High-Performance and Cost-Effective All-Solid-State Conversion-Type Iron Fluoride Cathode

The large-scale deployment of lithium-ion batteries requires next-generation cathodes to not contain toxic and expensive elements such as Ni and Co, as well as to provide a higher energy density than existing cathodes. Conversion-type iron fluorides can fulfill these requirements and are being actively pursued by many research groups. Despite being discovered about two decades ago, the commercialization of cost-effective and energy-dense iron fluoride cathodes was obstructed by its low first-cycle redox reversibility, poor cycling stability, and large voltage hysteresis. Here, we demonstrated that these challenges are promising to be overcome by applying halide-based solid electrolytes (SEs). Through detailed ex-situ X-ray diffraction and X-ray absorption spectroscopy investigation, our results showed that halide-based SEs realize the complete intrinsic conversion and reconversion of FeF₂ because of their extinguished electrochemical stability, which cannot be achieved by sulfide SEs.
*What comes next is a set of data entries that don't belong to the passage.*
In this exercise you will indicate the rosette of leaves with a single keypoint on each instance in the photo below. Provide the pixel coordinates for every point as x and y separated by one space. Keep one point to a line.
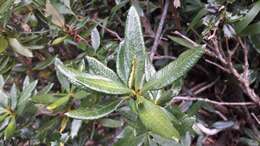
135 80
12 105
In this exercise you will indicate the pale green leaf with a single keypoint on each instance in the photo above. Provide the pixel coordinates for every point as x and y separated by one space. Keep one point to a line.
156 119
3 44
134 44
59 102
94 82
111 123
95 39
102 84
59 40
122 64
75 126
95 112
56 17
10 129
25 96
98 68
174 70
44 64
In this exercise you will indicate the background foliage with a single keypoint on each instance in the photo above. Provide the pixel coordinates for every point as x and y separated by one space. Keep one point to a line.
215 103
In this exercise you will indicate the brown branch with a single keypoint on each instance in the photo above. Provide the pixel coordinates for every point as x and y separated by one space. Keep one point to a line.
188 98
159 30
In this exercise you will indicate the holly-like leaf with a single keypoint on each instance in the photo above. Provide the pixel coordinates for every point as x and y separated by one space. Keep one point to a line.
156 119
95 112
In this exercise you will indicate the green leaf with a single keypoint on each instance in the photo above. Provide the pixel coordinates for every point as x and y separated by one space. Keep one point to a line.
56 17
94 82
252 29
102 84
174 70
156 119
59 102
122 64
182 42
44 64
25 97
98 68
248 18
59 40
128 137
44 98
134 45
10 129
75 126
95 39
19 48
110 123
95 112
3 44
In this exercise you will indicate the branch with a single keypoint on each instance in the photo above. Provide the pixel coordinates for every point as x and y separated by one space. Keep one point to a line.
188 98
159 30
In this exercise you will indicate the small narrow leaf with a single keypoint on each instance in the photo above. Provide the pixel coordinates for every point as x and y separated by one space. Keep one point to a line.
174 70
59 102
134 44
98 68
44 64
241 25
59 40
56 17
102 84
156 119
96 112
122 64
95 39
75 126
3 44
10 129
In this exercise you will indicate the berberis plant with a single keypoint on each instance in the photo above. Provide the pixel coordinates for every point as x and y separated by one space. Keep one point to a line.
136 82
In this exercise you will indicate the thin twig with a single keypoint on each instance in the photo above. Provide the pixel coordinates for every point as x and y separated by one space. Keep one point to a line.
159 30
188 98
164 57
206 87
255 117
217 65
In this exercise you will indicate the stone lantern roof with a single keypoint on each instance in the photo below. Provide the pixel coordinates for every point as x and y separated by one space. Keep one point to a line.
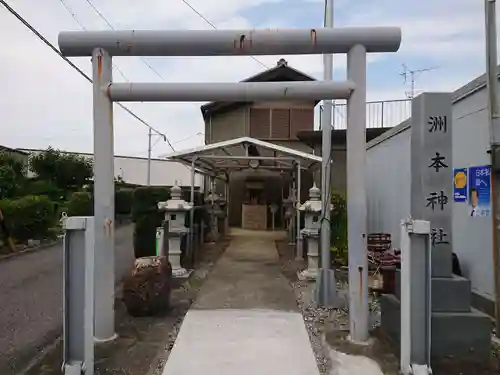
314 202
175 203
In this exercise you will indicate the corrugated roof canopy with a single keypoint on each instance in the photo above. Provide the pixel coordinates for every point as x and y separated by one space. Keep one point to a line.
221 157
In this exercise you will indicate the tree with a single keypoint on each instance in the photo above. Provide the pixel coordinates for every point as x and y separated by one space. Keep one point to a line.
68 172
12 175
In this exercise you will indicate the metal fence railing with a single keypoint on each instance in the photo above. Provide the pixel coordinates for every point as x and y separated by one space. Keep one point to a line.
379 114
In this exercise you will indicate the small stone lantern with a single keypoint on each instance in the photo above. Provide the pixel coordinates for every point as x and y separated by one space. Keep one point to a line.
175 213
216 213
290 212
312 218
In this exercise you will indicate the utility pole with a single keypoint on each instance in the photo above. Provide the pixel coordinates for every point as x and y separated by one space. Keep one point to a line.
494 127
413 76
149 157
150 149
326 287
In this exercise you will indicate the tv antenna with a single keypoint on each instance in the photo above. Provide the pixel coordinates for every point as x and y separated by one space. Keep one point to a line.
412 75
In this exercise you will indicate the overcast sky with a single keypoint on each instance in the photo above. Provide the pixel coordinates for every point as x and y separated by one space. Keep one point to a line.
45 102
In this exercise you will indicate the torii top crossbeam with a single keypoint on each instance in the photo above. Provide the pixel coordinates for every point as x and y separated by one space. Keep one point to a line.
230 42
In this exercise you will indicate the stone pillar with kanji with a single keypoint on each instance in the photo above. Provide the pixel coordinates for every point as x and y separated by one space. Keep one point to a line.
216 213
312 213
176 210
457 329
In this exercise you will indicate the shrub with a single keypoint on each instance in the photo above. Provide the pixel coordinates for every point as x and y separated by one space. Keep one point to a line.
69 172
80 204
338 221
145 200
147 218
12 176
123 201
48 188
29 217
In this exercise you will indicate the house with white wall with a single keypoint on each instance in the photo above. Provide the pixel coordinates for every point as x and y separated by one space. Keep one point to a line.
389 177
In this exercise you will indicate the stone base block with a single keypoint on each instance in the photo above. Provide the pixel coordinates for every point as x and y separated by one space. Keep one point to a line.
308 274
449 294
454 334
146 291
181 273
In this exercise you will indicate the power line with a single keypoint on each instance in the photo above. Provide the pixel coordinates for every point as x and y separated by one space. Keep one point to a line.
215 27
81 72
99 13
77 20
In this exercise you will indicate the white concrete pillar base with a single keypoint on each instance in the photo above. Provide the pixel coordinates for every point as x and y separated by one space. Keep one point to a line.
180 272
98 340
308 274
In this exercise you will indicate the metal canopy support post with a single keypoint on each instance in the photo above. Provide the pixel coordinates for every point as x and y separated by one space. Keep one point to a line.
230 42
190 242
104 199
299 242
415 296
326 293
150 135
494 124
292 224
78 296
227 91
356 196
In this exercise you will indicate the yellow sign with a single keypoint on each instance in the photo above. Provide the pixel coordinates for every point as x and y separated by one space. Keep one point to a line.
460 180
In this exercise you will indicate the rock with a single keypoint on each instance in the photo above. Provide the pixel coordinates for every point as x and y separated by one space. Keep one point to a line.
146 291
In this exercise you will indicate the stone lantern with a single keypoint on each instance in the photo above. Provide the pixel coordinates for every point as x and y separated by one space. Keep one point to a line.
215 201
176 210
312 218
290 212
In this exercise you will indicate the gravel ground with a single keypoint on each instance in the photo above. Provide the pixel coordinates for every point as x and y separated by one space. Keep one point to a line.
31 295
144 343
328 328
321 322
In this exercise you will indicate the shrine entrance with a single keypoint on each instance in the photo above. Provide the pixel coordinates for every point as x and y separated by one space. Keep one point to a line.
256 179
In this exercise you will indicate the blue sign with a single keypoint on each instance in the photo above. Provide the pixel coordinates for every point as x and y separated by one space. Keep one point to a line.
460 184
480 191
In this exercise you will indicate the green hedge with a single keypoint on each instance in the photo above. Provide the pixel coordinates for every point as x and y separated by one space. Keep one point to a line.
338 221
29 217
41 187
80 204
147 218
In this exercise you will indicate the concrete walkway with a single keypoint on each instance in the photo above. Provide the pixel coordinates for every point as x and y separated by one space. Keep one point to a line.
245 320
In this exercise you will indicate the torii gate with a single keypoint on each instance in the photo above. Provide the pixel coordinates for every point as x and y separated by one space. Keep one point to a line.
102 45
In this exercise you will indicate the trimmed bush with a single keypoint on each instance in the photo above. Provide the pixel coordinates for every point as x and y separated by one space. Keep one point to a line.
338 222
29 217
147 218
41 187
145 200
123 201
80 204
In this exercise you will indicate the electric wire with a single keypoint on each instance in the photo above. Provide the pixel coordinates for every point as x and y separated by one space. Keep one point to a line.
215 28
81 72
101 15
82 26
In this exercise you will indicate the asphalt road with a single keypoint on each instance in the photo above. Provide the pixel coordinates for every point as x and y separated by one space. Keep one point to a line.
31 302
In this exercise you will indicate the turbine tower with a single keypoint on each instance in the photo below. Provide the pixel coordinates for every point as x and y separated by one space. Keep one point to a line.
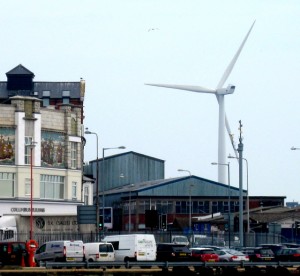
220 93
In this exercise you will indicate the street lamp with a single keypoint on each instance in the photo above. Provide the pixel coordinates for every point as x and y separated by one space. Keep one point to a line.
129 210
103 185
97 184
190 198
229 211
248 216
31 146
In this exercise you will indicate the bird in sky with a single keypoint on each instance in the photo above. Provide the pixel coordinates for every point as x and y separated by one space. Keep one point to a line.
153 29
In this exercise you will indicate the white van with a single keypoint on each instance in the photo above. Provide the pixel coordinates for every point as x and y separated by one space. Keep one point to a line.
60 251
99 252
133 247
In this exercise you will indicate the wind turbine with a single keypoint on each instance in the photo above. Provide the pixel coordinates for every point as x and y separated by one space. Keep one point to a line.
220 93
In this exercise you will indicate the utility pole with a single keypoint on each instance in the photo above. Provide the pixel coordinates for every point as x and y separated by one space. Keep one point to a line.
241 211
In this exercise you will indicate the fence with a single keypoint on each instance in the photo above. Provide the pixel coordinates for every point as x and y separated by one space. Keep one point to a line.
194 239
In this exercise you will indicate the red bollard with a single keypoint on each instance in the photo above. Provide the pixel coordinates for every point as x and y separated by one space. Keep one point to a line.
31 247
23 260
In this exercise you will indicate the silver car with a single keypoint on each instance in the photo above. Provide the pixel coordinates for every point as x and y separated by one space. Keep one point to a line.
231 255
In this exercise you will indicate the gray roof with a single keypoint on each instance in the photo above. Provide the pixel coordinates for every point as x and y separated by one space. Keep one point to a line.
20 70
142 187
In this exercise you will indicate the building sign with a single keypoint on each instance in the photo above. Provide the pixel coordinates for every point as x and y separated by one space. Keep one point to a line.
26 210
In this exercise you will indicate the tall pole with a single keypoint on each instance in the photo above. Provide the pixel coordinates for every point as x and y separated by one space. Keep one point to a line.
103 183
31 192
229 207
190 198
240 151
248 204
229 199
129 210
248 207
103 188
190 211
97 183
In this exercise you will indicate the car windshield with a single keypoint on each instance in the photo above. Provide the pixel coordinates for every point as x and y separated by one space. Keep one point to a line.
235 252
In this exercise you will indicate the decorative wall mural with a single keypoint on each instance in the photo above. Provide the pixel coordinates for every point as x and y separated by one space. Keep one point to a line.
52 149
7 145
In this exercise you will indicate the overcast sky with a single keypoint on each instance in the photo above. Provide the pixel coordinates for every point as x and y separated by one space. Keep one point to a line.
118 45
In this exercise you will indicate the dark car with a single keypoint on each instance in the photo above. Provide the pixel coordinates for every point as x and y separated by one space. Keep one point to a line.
11 253
259 254
288 255
172 252
276 248
203 254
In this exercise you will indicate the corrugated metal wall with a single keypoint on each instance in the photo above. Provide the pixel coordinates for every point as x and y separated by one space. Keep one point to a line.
126 168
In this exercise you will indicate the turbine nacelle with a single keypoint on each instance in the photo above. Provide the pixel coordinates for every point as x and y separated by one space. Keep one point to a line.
224 91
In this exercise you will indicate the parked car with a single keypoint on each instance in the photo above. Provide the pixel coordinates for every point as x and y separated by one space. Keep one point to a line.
133 247
291 245
11 253
274 247
230 255
99 252
60 251
259 254
288 255
204 254
173 252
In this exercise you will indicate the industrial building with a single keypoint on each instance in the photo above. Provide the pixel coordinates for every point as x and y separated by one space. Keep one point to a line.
134 183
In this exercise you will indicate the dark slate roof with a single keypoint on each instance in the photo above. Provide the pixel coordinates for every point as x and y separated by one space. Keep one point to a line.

The halide-SE-based all-solid-state FeF₂ cathode demonstrated extraordinary electrochemical performance compared with FeF₂ electrodes in liquid electrolytes, including a high specific capacity (~ 600 mAh/g), a long cycle life (over 100 cycles), a high first-cycle coulombic efficiency (~100%), and high-rate performance. The superior performance can be attributed to the reduced and reversible electrolyte decomposition, avoidance of cation dissolution, and mechanical lockage of electrode particles. Our study also revealed amorphization of FeF₂ cathode with halide SE enhanced the electrode kinetics. Our results demonstrate solidifying the batteries can be used as an effective approach to address the key challenges of iron fluoride cathodes for their practical application.